For the representationally minded, Joyce Millman’s still life Gerberas and Citrus (2017) is a lemony tonic for winter-dulled eyes. John Rais’s steel sculpture Raven (2019) is worthy of Poe and tall enough to perch next to a chair and hold your glass. Jeff Dion’s Earth (2018), depicting a woman in the lotus position, is similarly therapeutic, provided you don’t look too closely. Don’t ask how she came to be cross-legged on a table, meditating between bowls of squash and eggplant, or think about how close that paring knife is to her foot. Just be one with her unshakable serenity.
Viewers will hear Kelli S. Williams’s stop-motion animation This is Tru (2017) long before they see it. The catchy soundtrack rings through the gallery, drawing passersby to the corner where the four-minute video runs next to a display of materials Williams used to create Tru, a distracted student with a paper due who’d rather surf the web, read magazines, and go out with her girlfriends.
Joe Kulka’s Hot Dog (2018) might have been lifted from a child’s picture book. Drawn in velvety blues and purples, it depicts a snaggle-toothed sea creature with three eyes, all focused on a hot dog descending on a fishing line.

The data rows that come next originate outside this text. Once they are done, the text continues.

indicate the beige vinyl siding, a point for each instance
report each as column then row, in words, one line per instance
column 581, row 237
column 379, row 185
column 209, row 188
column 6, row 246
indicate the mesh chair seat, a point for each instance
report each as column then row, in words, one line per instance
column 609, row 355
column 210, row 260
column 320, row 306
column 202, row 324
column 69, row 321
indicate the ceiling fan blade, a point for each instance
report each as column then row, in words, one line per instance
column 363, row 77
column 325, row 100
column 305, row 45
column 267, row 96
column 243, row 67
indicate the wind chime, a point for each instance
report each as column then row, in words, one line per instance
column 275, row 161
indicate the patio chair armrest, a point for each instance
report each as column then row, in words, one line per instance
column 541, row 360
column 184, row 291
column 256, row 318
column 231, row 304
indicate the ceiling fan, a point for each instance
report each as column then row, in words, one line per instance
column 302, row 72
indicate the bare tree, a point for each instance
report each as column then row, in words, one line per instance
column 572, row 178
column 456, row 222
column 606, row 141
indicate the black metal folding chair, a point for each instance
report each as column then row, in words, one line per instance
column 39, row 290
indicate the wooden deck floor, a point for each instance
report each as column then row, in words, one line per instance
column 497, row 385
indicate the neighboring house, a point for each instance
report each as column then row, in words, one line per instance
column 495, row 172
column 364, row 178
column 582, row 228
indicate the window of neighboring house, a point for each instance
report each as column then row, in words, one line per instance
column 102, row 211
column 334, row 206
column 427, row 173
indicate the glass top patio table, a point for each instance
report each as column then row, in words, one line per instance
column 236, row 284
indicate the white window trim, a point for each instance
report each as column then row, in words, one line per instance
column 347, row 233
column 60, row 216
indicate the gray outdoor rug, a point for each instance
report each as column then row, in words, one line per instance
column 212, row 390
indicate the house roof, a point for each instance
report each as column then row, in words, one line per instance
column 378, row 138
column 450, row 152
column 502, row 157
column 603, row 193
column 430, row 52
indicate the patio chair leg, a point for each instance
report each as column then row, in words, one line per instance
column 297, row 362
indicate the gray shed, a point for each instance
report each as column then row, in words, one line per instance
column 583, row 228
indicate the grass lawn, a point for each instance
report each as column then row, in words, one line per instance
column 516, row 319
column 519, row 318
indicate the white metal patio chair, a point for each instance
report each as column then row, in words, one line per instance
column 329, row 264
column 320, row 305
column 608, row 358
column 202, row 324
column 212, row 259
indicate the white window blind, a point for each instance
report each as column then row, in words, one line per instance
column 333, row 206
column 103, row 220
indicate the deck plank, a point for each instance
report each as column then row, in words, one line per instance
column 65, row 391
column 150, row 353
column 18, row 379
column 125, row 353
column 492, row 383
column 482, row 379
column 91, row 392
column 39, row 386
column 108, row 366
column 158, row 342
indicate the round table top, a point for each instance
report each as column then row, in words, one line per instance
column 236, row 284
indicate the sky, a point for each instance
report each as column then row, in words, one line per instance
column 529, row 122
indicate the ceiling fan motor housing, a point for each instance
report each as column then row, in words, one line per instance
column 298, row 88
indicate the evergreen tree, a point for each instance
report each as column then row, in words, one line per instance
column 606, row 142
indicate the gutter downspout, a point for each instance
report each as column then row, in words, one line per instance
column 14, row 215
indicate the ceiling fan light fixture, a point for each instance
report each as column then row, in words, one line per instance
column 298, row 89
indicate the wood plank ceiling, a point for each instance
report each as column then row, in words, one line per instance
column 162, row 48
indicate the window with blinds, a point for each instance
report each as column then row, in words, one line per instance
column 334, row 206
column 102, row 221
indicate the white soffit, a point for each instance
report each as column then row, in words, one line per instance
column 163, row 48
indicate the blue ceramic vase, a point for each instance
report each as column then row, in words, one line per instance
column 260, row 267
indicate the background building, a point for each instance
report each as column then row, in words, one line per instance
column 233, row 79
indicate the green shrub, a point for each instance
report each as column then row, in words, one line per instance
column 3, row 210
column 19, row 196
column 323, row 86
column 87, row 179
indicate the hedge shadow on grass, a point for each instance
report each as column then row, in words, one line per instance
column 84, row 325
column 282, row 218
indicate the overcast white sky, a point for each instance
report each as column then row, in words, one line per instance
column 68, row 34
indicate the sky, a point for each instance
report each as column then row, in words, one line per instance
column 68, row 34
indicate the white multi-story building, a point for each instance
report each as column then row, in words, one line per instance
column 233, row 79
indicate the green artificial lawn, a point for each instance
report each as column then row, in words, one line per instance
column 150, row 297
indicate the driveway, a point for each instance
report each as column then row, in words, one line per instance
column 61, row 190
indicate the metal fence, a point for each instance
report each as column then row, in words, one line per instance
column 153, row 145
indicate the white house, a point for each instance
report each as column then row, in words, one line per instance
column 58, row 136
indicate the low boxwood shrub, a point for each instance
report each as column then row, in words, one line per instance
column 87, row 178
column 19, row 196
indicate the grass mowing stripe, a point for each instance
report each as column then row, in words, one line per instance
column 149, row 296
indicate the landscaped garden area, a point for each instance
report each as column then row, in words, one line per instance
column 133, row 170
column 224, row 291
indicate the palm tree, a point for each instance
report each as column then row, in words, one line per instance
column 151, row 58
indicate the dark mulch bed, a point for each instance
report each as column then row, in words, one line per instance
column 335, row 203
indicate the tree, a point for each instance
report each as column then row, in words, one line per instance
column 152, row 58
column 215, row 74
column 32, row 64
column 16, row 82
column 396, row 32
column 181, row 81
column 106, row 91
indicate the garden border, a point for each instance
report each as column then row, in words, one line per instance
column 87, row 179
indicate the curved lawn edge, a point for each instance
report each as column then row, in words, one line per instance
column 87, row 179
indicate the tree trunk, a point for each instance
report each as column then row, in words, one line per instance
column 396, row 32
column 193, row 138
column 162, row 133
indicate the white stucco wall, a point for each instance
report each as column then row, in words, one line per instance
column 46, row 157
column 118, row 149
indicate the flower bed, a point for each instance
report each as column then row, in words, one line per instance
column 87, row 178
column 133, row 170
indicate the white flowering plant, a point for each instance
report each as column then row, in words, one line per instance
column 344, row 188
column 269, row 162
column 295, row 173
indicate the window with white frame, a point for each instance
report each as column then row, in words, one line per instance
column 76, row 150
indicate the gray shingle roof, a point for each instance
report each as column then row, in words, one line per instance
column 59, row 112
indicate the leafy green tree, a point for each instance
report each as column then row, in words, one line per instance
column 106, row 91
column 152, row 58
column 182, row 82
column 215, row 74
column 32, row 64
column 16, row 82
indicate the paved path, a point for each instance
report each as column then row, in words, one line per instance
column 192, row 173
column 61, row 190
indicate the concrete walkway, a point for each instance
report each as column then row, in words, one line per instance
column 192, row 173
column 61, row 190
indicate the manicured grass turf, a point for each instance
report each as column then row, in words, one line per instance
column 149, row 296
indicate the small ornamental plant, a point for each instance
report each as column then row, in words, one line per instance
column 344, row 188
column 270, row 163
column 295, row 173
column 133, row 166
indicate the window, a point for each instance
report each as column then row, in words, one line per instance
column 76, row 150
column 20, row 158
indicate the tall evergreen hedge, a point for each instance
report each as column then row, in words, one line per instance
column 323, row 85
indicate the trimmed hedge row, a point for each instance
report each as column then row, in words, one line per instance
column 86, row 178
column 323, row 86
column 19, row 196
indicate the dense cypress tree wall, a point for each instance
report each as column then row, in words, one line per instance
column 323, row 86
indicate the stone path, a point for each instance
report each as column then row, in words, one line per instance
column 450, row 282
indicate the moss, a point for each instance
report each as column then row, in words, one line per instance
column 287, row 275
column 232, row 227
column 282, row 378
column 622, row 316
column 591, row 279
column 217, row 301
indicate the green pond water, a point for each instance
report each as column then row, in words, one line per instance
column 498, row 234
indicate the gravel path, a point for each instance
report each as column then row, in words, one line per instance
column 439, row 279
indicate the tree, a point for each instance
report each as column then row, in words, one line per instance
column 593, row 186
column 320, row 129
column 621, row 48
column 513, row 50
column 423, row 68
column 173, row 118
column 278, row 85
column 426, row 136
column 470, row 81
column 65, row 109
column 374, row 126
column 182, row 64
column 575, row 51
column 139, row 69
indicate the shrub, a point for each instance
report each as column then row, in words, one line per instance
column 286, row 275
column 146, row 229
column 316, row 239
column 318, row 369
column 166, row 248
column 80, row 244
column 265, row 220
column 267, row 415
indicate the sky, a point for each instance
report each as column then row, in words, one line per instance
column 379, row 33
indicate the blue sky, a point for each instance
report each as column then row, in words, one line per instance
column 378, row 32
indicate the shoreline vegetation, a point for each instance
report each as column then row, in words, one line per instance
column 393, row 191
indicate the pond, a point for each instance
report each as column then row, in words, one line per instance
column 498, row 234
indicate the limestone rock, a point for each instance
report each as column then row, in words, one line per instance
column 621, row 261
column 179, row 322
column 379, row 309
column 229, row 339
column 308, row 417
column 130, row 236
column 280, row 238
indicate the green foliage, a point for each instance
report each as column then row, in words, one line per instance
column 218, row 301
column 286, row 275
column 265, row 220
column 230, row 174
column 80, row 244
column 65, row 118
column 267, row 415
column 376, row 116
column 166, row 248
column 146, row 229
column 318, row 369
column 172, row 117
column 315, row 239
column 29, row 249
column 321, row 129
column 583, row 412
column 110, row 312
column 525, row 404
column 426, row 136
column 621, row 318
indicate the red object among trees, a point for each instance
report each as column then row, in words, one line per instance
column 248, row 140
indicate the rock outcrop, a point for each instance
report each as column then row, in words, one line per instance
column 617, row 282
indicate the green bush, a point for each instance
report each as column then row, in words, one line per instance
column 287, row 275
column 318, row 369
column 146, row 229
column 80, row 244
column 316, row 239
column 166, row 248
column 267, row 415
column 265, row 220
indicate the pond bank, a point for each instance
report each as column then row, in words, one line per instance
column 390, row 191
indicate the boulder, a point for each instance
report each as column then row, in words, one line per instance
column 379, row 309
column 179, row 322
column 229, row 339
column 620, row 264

Several works demonstrate how art supports and informs everyday functions, such as Kathryn Dethier’s proposed makeover for a Wynnefield streetscape, Storefront Design for 1903 and 1905 North 54th Street (2016). Working with the Community Design Collaborative, which provides pro bono design services to Philadelphia-area nonprofits, Dethier crafted design schematics including current and future façades, color swatches, and a project to-do list.

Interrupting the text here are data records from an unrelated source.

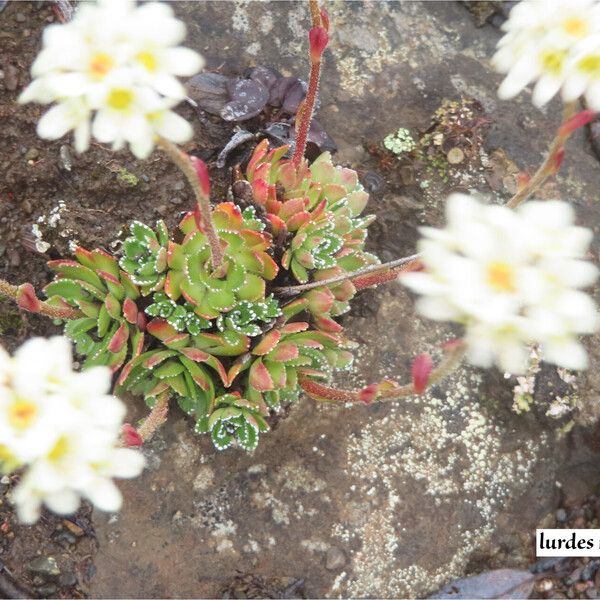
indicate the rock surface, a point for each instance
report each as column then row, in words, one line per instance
column 389, row 500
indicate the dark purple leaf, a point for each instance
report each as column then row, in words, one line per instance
column 515, row 584
column 248, row 98
column 239, row 137
column 265, row 75
column 209, row 90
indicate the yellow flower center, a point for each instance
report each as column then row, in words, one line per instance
column 148, row 60
column 120, row 99
column 590, row 64
column 21, row 414
column 553, row 60
column 8, row 461
column 576, row 27
column 100, row 64
column 60, row 449
column 501, row 277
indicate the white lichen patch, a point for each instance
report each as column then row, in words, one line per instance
column 239, row 20
column 447, row 453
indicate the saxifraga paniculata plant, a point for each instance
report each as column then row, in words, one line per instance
column 195, row 316
column 234, row 314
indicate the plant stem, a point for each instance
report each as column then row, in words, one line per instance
column 315, row 13
column 311, row 95
column 548, row 167
column 448, row 364
column 394, row 264
column 307, row 112
column 157, row 416
column 54, row 312
column 182, row 161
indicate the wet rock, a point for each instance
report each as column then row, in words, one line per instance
column 44, row 566
column 75, row 529
column 46, row 591
column 335, row 559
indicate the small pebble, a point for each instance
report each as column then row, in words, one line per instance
column 335, row 559
column 561, row 515
column 32, row 154
column 67, row 579
column 11, row 80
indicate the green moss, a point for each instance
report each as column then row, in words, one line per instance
column 126, row 177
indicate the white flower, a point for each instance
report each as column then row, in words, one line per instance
column 546, row 43
column 64, row 426
column 513, row 278
column 82, row 463
column 121, row 62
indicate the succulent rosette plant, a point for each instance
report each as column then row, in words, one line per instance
column 220, row 340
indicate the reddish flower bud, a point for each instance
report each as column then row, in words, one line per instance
column 27, row 299
column 421, row 370
column 130, row 435
column 142, row 320
column 202, row 173
column 324, row 19
column 579, row 120
column 557, row 159
column 318, row 40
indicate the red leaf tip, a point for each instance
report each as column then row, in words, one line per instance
column 26, row 298
column 368, row 393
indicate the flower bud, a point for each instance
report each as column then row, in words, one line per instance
column 557, row 159
column 421, row 370
column 130, row 435
column 318, row 40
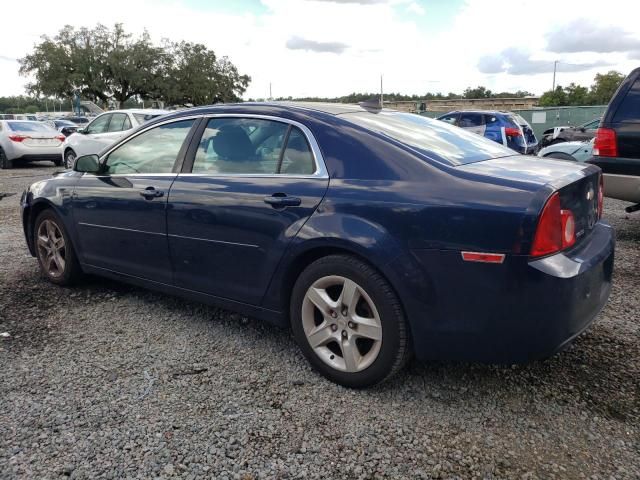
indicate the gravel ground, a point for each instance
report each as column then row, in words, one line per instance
column 111, row 381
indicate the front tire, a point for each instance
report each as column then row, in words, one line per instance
column 69, row 158
column 55, row 253
column 5, row 163
column 348, row 322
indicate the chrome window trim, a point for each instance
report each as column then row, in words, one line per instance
column 318, row 159
column 321, row 168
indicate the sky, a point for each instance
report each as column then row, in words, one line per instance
column 330, row 48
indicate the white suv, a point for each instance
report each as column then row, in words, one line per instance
column 106, row 129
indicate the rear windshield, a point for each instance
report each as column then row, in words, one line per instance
column 145, row 117
column 439, row 140
column 28, row 127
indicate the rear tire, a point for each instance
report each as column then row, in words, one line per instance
column 5, row 163
column 348, row 322
column 561, row 156
column 54, row 251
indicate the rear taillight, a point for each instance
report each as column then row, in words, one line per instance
column 556, row 229
column 606, row 143
column 601, row 196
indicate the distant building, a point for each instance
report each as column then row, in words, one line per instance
column 518, row 103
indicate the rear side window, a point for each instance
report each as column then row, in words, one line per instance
column 470, row 120
column 629, row 109
column 445, row 143
column 297, row 158
column 145, row 117
column 154, row 151
column 117, row 122
column 240, row 146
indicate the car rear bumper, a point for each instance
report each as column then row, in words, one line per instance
column 18, row 151
column 514, row 312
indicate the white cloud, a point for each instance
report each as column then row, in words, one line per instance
column 379, row 37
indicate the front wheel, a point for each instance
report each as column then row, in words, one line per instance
column 55, row 253
column 69, row 158
column 348, row 322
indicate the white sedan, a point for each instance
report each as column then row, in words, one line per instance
column 25, row 140
column 106, row 129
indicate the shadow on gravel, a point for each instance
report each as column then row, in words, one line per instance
column 598, row 373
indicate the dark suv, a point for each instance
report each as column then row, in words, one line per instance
column 617, row 145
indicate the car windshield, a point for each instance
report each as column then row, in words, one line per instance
column 145, row 117
column 28, row 127
column 439, row 140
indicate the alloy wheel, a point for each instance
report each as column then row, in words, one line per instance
column 341, row 324
column 51, row 248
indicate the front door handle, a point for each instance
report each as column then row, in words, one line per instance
column 150, row 193
column 281, row 200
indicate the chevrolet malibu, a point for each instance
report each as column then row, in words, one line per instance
column 373, row 234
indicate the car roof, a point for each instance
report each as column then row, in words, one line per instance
column 491, row 112
column 139, row 110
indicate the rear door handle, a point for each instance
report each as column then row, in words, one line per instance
column 281, row 200
column 150, row 193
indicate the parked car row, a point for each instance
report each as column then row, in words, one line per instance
column 506, row 128
column 61, row 140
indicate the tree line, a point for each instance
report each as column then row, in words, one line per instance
column 111, row 66
column 600, row 93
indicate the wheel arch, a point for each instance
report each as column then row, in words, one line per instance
column 29, row 215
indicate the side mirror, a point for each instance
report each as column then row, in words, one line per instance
column 87, row 164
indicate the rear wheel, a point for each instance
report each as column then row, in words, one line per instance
column 5, row 163
column 55, row 253
column 69, row 158
column 348, row 322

Coming from a family of preserve-makers, Sarah Conrad Gothie employed her experience making plum butter to research and write Damsons: An Ancient Fruit in the Modern Kitchen (2018). Think a recipe book can’t be art? This slim volume weaves stories and history with instructions for jam, desserts, sauces, and drinks, making the reading enjoyable even for those who would never get near a Mason jar.
Gained in translation
No writer could hurry by Asuka Goto’s lost in translation (2015-2017), which visually represents a conversation among a Japanese text, a translator, and those she consults for help. Two pages are neatly inscribed with columns of Japanese characters, tethered all around by arrows leading to handwritten notes. Off to the side is a screen capture of a digital chat about meaning.
Beyond the passage in question, Goto’s work raises thoughts about how people bridge barriers to reach understanding. Different languages are a challenge, but contemporary communication is equally challenged by the number of available media and the technical skill and access some of them require. We have so many ways to communicate words, yet it seems ever easier to misunderstand or miss the message entirely. Goto’s beautiful work is a call and response for consensus across cultures and among speakers.

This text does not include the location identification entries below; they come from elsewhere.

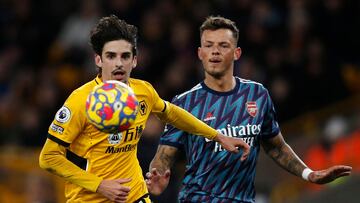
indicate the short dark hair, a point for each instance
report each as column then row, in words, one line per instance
column 112, row 28
column 218, row 22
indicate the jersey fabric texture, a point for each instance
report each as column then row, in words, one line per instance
column 109, row 156
column 213, row 174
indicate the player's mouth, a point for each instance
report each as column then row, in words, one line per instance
column 215, row 60
column 118, row 74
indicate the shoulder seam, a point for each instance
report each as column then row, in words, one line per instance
column 198, row 86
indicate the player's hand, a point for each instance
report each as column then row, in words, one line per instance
column 330, row 174
column 156, row 182
column 231, row 144
column 114, row 190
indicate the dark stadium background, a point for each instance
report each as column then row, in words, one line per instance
column 306, row 52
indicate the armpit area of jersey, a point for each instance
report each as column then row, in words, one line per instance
column 57, row 140
column 75, row 159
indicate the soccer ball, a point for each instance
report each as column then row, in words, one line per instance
column 112, row 106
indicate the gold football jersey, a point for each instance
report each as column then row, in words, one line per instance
column 109, row 156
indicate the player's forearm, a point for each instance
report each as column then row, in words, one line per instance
column 52, row 158
column 185, row 121
column 285, row 157
column 163, row 159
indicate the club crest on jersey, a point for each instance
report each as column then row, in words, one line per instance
column 251, row 108
column 114, row 138
column 209, row 116
column 63, row 115
column 142, row 107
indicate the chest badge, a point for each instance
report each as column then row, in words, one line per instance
column 251, row 108
column 142, row 107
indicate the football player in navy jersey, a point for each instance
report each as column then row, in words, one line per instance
column 235, row 107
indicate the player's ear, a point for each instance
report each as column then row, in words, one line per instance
column 134, row 62
column 237, row 53
column 200, row 53
column 98, row 60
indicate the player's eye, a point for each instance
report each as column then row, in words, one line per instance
column 126, row 55
column 111, row 56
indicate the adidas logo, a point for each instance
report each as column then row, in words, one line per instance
column 209, row 116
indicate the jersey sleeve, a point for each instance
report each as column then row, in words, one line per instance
column 270, row 127
column 171, row 135
column 158, row 104
column 70, row 120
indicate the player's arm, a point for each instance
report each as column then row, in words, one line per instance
column 159, row 170
column 283, row 155
column 52, row 158
column 185, row 121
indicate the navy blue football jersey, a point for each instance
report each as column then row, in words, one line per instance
column 212, row 173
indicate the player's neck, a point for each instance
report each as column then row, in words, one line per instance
column 223, row 84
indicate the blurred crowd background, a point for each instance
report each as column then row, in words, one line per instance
column 306, row 52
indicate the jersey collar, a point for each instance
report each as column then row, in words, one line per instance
column 235, row 89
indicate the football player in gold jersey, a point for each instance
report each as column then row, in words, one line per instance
column 103, row 167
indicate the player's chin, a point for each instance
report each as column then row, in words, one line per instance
column 118, row 77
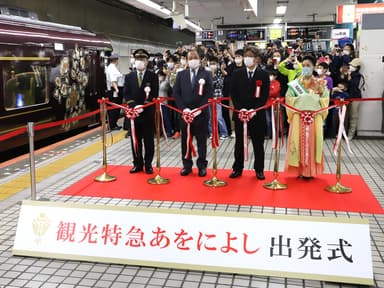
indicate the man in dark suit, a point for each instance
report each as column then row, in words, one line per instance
column 244, row 96
column 136, row 87
column 187, row 97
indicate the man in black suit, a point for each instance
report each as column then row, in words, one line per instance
column 244, row 96
column 192, row 89
column 140, row 87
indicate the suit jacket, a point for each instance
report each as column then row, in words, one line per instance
column 243, row 90
column 135, row 95
column 186, row 94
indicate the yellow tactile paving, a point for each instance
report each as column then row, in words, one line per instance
column 22, row 182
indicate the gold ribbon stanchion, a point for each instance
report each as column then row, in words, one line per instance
column 338, row 187
column 276, row 184
column 158, row 180
column 214, row 182
column 103, row 113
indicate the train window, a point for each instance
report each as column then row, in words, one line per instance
column 25, row 84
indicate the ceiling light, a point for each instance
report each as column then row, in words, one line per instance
column 281, row 9
column 253, row 4
column 155, row 6
column 277, row 21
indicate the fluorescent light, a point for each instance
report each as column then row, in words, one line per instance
column 277, row 21
column 253, row 4
column 193, row 25
column 281, row 9
column 155, row 6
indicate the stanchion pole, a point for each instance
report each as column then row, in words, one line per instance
column 103, row 113
column 214, row 181
column 338, row 187
column 32, row 169
column 276, row 184
column 158, row 180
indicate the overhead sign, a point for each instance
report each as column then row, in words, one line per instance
column 353, row 13
column 329, row 249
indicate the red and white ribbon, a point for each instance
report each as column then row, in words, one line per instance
column 188, row 117
column 307, row 119
column 132, row 114
column 201, row 86
column 259, row 83
column 245, row 116
column 341, row 132
column 147, row 90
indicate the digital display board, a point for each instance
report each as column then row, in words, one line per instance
column 208, row 35
column 255, row 34
column 308, row 33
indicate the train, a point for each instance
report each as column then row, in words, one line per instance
column 51, row 72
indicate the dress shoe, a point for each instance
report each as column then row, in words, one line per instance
column 235, row 174
column 176, row 135
column 202, row 172
column 149, row 170
column 260, row 175
column 136, row 169
column 185, row 171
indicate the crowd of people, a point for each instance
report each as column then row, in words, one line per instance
column 248, row 77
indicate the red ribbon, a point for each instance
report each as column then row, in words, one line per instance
column 245, row 116
column 259, row 83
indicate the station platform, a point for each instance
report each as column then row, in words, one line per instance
column 61, row 165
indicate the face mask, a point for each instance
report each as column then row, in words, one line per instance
column 170, row 65
column 249, row 61
column 238, row 61
column 277, row 59
column 213, row 66
column 139, row 65
column 307, row 71
column 320, row 71
column 194, row 63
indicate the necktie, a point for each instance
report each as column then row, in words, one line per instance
column 193, row 77
column 140, row 78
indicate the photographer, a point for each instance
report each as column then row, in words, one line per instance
column 291, row 67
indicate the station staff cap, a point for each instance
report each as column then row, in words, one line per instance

Point of view is key in several faculty works, including Stranded (2018), in which Nasheli Juliana Ortiz González’s mannequins wear her feelings about the testy relationship between the United States and its territory Puerto Rico on sleeves, pants, and skirts. From across the gallery the five ensembles appear merely stylish, but come within range and a salvo begins. “Stop terrorizing Vieques” and “U.S. Navy Get Out of Vieques Now!” screams one high-waisted pantsuit, referring to the Navy’s use of a Puerto Rican island for bomb tests. Some outfits require stereotactic glasses to see pictures of a protest woven into their fabric, while others are embellished not with sequins but with colorful rows of tiny plastic machetes.
In the mixed media work 0-100%, Emilio J. Maldonado considers American consumerism in a wall-hung structure divided into cubes, each bursting with a different class of stuff. It’s an organized mess of VHS tapes, purple hair curlers, a Snow White and the Seven Dwarfs toy, and men’s belts. There’s also nest of ties, a last roundup of eight-track tapes, a bouquet of silk flowers, and a cascade of big-bulb Christmas lights dripping over it all. If Maldonado’s work inspires every visitor to buy less and clean out one closet — and you will at least consider it — he’ll have done what art is meant to do: make people see differently.
Depending on the viewer, any of the works here can do that. The beauty of the Faculty Triennial is that viewers can roam a wealth of ideas knowing that whatever they think of the one in front of them, something completely different waits just around the corner.